My Lords, accepting that the overprescribing or inappropriate prescribing of any drug is a bad idea, the issue of bacterial infections will remain with us. I hope the new strategy that the Minister mentioned will address the issue of how we might tackle bacterial infections in future. This could be by developing new antibiotics; developing drugs that deal with infections but do not produce resistance; developing therapies such as boosting the immune response to be able to cope with these infections; and even, if I may say so, developing drugs that might deal with so-called zombie cells that cause infections, which would be more appropriate for older people. I therefore hope his new strategy will address the necessary research.
I can reassure the noble Lord on that front.
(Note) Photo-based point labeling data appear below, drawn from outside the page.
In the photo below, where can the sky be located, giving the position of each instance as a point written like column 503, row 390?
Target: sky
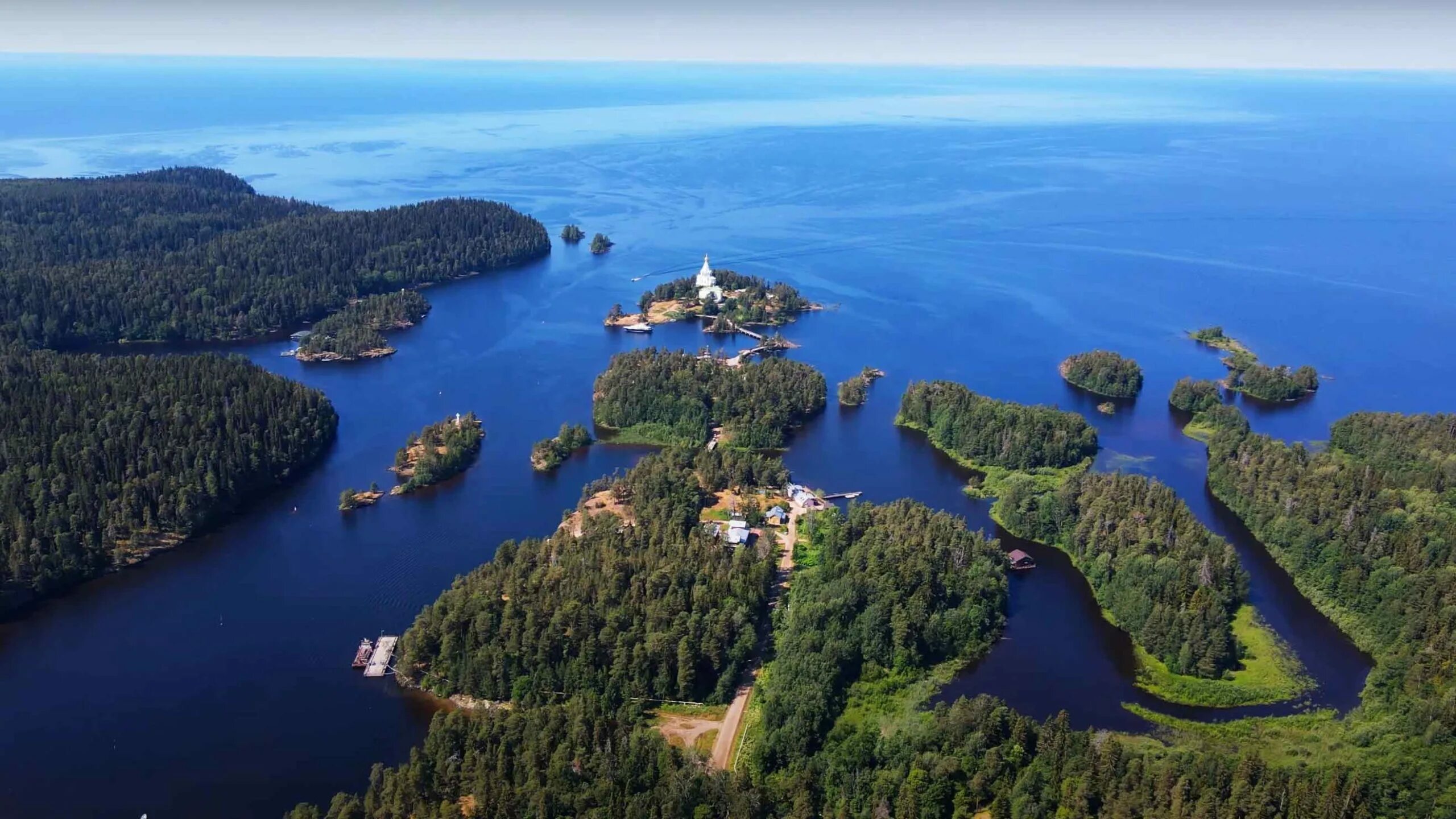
column 1192, row 34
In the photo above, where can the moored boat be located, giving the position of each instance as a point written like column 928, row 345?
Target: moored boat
column 363, row 655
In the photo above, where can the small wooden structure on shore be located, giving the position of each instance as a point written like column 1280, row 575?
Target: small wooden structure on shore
column 383, row 653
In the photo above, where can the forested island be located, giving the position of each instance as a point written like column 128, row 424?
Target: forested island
column 1161, row 576
column 654, row 608
column 661, row 397
column 1215, row 337
column 731, row 299
column 1193, row 395
column 353, row 499
column 107, row 460
column 1365, row 528
column 1252, row 378
column 549, row 454
column 1104, row 374
column 854, row 391
column 998, row 437
column 437, row 452
column 196, row 254
column 354, row 333
column 886, row 604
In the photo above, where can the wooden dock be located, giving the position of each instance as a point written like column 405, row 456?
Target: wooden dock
column 383, row 653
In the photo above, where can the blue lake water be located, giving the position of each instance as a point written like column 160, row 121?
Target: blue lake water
column 970, row 225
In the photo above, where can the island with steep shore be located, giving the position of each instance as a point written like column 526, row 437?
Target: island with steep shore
column 1248, row 375
column 1104, row 374
column 549, row 454
column 437, row 452
column 196, row 254
column 998, row 437
column 354, row 333
column 730, row 299
column 666, row 398
column 852, row 392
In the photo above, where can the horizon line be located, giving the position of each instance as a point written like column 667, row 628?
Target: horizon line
column 742, row 63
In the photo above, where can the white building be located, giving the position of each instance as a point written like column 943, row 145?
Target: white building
column 708, row 283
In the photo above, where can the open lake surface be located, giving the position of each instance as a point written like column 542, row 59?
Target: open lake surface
column 969, row 225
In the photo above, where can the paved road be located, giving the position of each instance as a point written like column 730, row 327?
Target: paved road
column 733, row 721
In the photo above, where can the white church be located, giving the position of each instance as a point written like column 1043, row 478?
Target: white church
column 708, row 283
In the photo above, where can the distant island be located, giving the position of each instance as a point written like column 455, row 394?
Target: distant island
column 854, row 391
column 1196, row 637
column 354, row 333
column 998, row 437
column 1252, row 378
column 666, row 398
column 437, row 452
column 1213, row 337
column 1194, row 395
column 194, row 254
column 731, row 299
column 350, row 499
column 549, row 454
column 1104, row 374
column 108, row 460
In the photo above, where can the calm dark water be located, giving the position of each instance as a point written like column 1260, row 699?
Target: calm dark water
column 974, row 226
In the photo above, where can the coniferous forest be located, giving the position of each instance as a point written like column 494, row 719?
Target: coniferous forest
column 197, row 254
column 549, row 454
column 1167, row 581
column 897, row 588
column 1193, row 395
column 355, row 330
column 437, row 452
column 653, row 608
column 105, row 458
column 1104, row 374
column 663, row 397
column 995, row 433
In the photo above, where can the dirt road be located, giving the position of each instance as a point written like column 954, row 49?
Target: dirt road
column 733, row 721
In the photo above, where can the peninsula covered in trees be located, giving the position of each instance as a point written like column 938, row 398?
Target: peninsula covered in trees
column 677, row 398
column 437, row 452
column 196, row 254
column 1194, row 395
column 549, row 454
column 354, row 333
column 730, row 299
column 886, row 604
column 654, row 608
column 1174, row 586
column 897, row 591
column 1104, row 374
column 1250, row 377
column 105, row 460
column 998, row 436
column 857, row 390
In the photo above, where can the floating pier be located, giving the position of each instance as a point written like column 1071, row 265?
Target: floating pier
column 383, row 652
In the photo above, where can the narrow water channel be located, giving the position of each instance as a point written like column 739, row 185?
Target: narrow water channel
column 216, row 680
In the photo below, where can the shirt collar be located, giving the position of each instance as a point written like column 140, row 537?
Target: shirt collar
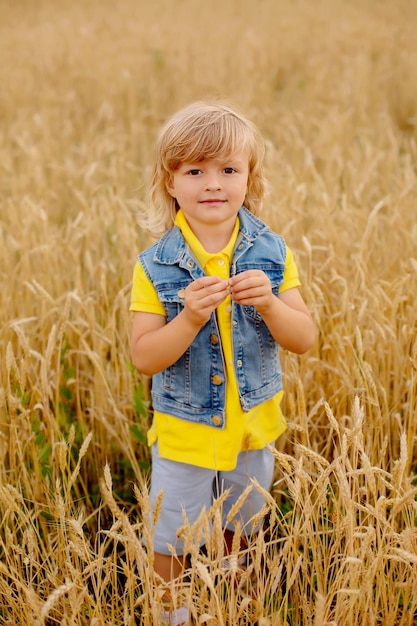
column 201, row 254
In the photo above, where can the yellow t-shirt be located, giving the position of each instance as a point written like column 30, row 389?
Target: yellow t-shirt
column 200, row 444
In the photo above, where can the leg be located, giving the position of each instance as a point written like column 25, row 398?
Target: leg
column 167, row 566
column 257, row 464
column 185, row 487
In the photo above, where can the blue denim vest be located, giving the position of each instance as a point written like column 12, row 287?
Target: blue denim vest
column 193, row 388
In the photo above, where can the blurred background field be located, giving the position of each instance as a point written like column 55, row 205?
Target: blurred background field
column 84, row 88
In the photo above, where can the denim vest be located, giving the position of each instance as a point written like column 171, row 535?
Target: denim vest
column 193, row 388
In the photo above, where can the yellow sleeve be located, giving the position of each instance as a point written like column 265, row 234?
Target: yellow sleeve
column 290, row 274
column 143, row 296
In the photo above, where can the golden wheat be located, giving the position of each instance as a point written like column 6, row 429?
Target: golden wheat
column 85, row 87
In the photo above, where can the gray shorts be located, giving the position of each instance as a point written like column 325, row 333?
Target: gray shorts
column 190, row 489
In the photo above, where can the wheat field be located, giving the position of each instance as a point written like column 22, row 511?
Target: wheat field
column 84, row 88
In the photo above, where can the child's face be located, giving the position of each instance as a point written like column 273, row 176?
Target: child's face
column 211, row 192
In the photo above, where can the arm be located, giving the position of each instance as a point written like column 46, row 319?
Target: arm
column 286, row 316
column 156, row 345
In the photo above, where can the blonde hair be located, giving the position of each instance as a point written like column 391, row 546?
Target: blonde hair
column 202, row 131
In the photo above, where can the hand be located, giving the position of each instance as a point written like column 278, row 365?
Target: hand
column 202, row 297
column 252, row 288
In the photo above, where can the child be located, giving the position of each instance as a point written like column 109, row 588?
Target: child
column 213, row 300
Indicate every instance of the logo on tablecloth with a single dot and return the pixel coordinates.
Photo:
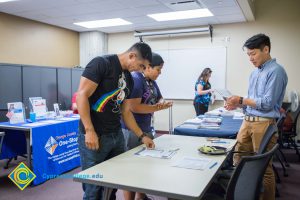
(51, 145)
(22, 176)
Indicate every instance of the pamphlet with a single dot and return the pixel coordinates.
(157, 153)
(16, 112)
(224, 93)
(39, 107)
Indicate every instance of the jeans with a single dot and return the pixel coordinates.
(132, 140)
(111, 145)
(248, 139)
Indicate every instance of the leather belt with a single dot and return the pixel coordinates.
(256, 118)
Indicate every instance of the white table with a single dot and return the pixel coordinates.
(156, 176)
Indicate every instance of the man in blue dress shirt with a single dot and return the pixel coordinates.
(266, 91)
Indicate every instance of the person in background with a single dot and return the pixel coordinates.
(267, 85)
(74, 104)
(203, 92)
(144, 100)
(105, 83)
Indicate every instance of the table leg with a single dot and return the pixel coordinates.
(28, 149)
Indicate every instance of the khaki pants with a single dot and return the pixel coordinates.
(249, 139)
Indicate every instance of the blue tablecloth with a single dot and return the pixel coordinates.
(228, 129)
(54, 148)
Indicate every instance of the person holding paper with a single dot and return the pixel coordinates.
(104, 85)
(203, 92)
(144, 100)
(267, 85)
(74, 104)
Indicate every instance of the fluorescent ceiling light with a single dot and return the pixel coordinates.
(103, 23)
(3, 1)
(186, 14)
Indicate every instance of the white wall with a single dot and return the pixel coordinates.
(279, 19)
(92, 44)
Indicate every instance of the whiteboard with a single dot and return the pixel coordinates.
(183, 66)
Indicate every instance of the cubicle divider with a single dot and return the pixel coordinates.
(55, 84)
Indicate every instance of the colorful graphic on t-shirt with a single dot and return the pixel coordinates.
(100, 104)
(151, 95)
(117, 96)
We have made good progress in dealing with hospital-acquired infections such as MRSA and C. difficile, although unfortunately we have had less success with E. coli. Obviously, a big part of this is driving down infections completely. The other part is about drug discovery, and that is a big global action. It is part of the G20 work that we are taking forward with Argentina to ensure that we have new classes of antibiotics to deal with these problems.